If we have died with him, we will also live with him;
if we endure, we will also reign with him;
if we deny him, he also will deny us;
if we are faithless, he remains faithful—
for he cannot deny himself. {2 Timothy 2:11-13 ESV}

And in this, I can persevere, because I know the Son will rise on Sunday morning. So, while I wait, I work in the hope that others may be delivered by the promise that comes at the first light of dawn.


A Willing Participant?

Faith & Spirituality, Writing

So often when we think of Good Friday, we think of it as a willful compliance, a submission even. But the God who designed creation was also the God of the Crucifixion, Christ’s death always a demarcation on the horizon. Always. God on the cross was never any less God, and in authoring His own death, “It was finished.” {John 19:30}

Tozer states that, “Nothing in God’s created world is able to make God–to require God–to do anything.” Even in His infinite justice and unending love, God would have never gone to the cross unless He intended to all along.

Even when He delivered His law to the Israelites, God is perfectly articulate as to who He is.

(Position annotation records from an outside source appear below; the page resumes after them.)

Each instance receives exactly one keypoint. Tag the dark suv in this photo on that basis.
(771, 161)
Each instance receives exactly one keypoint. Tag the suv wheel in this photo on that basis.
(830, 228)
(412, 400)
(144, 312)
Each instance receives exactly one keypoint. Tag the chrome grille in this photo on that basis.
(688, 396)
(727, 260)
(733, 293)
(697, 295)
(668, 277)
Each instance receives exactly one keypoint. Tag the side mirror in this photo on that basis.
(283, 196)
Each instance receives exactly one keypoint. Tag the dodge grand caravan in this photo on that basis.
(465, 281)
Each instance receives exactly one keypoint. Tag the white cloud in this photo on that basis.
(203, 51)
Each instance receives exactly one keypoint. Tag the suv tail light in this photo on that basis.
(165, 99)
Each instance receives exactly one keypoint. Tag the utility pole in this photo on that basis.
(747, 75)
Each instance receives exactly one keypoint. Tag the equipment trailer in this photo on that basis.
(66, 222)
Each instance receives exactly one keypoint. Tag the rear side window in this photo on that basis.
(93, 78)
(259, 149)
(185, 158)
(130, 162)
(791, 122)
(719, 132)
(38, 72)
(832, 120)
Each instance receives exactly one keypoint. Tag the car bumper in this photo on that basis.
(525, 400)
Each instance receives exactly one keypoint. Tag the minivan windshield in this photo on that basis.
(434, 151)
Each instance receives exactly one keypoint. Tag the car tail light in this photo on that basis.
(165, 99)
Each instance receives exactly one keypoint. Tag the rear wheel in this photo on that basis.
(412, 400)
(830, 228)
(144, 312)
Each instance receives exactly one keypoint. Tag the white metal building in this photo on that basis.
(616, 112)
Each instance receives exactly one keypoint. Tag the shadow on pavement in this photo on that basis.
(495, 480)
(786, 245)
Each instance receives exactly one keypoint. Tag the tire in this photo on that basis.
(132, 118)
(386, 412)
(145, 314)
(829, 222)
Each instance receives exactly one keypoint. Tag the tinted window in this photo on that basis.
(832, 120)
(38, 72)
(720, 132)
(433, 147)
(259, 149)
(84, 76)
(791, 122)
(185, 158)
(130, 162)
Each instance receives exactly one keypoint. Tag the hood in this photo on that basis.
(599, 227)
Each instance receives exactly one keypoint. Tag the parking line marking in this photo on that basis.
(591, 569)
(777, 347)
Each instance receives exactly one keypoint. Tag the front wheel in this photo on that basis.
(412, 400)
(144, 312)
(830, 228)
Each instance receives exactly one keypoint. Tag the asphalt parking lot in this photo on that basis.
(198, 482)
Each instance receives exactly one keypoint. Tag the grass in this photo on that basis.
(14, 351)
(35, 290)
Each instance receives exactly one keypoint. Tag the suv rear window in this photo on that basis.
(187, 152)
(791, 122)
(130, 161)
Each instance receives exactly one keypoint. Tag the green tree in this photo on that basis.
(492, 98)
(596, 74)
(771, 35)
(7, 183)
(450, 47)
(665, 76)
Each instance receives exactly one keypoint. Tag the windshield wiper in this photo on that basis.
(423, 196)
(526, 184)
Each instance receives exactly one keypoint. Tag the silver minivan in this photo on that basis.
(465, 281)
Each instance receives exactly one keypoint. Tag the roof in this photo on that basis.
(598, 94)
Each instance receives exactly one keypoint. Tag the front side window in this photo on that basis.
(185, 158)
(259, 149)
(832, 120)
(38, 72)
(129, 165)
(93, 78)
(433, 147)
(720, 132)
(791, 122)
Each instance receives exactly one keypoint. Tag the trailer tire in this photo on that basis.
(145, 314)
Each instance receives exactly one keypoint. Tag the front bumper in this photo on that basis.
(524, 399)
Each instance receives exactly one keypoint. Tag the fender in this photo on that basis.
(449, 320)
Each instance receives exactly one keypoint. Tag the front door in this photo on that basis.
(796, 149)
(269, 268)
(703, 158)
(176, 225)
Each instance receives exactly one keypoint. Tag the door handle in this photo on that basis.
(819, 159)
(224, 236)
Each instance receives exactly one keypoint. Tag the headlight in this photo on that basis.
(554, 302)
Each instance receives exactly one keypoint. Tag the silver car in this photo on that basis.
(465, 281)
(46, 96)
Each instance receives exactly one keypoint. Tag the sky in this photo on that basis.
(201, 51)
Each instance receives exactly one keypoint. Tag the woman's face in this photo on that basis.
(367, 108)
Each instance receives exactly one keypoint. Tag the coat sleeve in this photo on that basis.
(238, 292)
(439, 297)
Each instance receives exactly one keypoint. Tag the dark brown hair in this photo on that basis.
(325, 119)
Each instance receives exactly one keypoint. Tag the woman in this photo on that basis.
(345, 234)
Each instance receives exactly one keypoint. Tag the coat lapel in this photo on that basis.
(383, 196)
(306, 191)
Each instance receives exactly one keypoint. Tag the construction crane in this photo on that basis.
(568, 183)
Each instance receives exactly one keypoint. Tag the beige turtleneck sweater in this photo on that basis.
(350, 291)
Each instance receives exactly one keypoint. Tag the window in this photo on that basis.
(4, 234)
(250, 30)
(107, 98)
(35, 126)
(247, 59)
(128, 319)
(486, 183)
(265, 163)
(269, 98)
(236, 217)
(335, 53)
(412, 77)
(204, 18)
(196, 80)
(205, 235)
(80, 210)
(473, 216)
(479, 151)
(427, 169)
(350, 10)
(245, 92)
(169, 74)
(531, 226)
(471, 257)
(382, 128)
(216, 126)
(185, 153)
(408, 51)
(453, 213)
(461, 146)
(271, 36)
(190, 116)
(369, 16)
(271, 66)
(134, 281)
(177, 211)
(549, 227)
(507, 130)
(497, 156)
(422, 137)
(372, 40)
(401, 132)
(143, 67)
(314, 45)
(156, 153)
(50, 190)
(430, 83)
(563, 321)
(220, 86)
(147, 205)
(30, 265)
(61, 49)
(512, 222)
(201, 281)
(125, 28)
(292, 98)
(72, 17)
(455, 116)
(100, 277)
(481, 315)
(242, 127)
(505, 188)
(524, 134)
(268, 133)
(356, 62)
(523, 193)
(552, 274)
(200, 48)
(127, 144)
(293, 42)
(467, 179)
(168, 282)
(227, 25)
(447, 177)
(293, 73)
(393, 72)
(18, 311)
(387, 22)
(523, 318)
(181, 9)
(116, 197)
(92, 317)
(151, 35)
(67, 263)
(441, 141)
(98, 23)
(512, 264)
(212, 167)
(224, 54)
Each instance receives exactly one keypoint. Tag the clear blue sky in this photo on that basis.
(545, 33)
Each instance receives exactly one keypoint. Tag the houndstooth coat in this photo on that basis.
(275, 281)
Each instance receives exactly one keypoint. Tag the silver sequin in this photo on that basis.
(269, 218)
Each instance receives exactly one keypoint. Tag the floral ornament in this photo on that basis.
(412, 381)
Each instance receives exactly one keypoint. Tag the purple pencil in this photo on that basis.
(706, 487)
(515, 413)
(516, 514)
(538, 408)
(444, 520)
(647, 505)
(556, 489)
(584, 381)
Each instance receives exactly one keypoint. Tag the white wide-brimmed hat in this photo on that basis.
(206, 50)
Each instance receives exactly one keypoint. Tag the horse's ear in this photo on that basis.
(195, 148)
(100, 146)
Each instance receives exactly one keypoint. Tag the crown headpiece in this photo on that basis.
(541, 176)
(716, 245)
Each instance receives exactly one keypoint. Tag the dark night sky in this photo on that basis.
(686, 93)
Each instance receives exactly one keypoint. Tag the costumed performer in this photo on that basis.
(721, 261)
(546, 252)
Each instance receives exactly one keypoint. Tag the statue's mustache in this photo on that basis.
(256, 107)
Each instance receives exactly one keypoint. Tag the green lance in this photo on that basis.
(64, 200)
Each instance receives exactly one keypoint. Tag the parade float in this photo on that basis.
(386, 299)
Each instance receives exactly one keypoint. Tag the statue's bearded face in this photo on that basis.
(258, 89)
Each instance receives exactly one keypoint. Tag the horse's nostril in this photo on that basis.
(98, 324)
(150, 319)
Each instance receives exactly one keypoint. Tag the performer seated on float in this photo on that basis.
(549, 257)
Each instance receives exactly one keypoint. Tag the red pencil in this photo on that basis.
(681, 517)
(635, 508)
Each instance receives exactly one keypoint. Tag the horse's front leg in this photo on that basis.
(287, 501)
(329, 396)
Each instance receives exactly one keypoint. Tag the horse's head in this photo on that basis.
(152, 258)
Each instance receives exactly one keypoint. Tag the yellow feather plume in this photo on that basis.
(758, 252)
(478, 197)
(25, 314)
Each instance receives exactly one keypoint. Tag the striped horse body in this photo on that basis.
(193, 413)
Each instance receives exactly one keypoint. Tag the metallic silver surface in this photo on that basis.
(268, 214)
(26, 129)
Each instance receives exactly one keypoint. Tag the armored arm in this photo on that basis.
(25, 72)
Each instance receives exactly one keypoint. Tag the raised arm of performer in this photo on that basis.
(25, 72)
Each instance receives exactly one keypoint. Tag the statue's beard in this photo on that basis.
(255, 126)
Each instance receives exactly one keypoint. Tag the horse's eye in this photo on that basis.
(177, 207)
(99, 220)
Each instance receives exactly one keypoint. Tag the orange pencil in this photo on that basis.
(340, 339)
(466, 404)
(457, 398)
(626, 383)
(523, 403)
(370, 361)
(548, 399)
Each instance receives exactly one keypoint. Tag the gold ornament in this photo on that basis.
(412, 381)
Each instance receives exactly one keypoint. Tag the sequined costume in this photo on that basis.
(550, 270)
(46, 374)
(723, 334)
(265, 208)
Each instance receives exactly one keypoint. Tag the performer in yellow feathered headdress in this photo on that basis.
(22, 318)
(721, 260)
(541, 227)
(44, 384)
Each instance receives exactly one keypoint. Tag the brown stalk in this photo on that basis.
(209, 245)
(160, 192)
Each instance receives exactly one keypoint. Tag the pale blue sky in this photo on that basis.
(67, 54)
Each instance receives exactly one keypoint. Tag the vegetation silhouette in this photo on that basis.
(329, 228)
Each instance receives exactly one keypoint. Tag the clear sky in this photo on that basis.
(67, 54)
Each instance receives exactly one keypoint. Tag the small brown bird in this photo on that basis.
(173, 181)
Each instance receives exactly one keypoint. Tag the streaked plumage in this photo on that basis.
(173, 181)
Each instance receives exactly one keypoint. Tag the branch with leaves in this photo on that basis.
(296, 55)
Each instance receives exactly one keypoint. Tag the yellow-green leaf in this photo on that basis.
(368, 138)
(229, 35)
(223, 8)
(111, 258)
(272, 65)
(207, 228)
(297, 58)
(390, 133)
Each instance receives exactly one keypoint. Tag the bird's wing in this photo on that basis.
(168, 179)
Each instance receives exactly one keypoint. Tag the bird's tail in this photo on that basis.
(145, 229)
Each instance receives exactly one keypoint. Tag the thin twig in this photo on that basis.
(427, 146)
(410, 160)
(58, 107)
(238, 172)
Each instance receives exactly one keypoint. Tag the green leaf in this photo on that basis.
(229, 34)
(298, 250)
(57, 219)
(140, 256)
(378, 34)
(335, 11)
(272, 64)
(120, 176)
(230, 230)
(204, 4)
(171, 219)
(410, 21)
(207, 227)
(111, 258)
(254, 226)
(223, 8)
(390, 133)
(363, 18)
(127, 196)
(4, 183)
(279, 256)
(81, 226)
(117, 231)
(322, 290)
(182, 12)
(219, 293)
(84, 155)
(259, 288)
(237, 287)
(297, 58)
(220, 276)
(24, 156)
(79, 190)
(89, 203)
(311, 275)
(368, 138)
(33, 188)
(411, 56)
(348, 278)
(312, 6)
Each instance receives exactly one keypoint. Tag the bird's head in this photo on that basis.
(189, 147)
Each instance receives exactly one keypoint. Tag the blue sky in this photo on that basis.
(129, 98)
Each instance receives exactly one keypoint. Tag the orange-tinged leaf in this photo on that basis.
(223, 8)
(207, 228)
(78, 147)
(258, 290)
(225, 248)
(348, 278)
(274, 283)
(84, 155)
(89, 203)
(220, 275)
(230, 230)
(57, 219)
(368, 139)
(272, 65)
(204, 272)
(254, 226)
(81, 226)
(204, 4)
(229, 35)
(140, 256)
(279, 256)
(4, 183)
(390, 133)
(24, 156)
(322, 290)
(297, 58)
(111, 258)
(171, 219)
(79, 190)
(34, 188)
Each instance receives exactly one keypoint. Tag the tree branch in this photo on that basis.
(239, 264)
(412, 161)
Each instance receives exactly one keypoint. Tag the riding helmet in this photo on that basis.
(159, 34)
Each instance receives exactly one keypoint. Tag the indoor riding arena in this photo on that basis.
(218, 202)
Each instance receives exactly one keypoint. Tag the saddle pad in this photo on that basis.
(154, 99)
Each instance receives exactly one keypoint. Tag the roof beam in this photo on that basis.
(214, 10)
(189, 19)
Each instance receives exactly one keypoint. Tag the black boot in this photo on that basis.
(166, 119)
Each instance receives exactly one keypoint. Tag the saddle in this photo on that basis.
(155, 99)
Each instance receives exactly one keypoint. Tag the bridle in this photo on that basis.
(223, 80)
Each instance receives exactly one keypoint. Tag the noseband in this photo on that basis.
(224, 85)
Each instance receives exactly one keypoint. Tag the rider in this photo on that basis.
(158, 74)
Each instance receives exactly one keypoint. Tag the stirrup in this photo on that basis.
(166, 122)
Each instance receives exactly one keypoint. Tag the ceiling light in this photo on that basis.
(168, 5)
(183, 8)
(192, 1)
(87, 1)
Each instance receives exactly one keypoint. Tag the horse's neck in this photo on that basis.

The Eternal God, full of compassion and mercy, slow to anger, and abundant in loyal love and truth, who maintains loyal love to thousands of people, who forgives wrongdoing, rebellion, and sin; yet does not allow sin to go unpunished. {Exodus 34:6b-7 The Voice}

In this, I AM is telling Moses what to expect and giving all of humanity a glimpse into His character, not at that moment but always. Our God is a God of compassion and mercy, a God of patience, who is forever loving and honest. In this love He is forgiving, but He is also just. And in response? “Moses quickly bowed down on the ground and worshiped.” {Exodus 34:8}

Since God is compassion and mercy, God is love, and God is justice, it is not merely those elements of His character that externally force His hand, but those elements of Him that bleed from His heart into His actions toward us. No more so was that demonstrated than on the cross.

The character of God was not diminished in Jesus Christ, nor was it altered by the cross, rather it was fully proven. Now, instead of wondering how God must feel about us, we are confident in the knowledge of His feelings for us.

But think about this: while we were wasting our lives in sin, God revealed His powerful love to us in a tangible display—the Anointed One died for us. {Romans 5:8 The Voice}

And our response? Simple, we worship.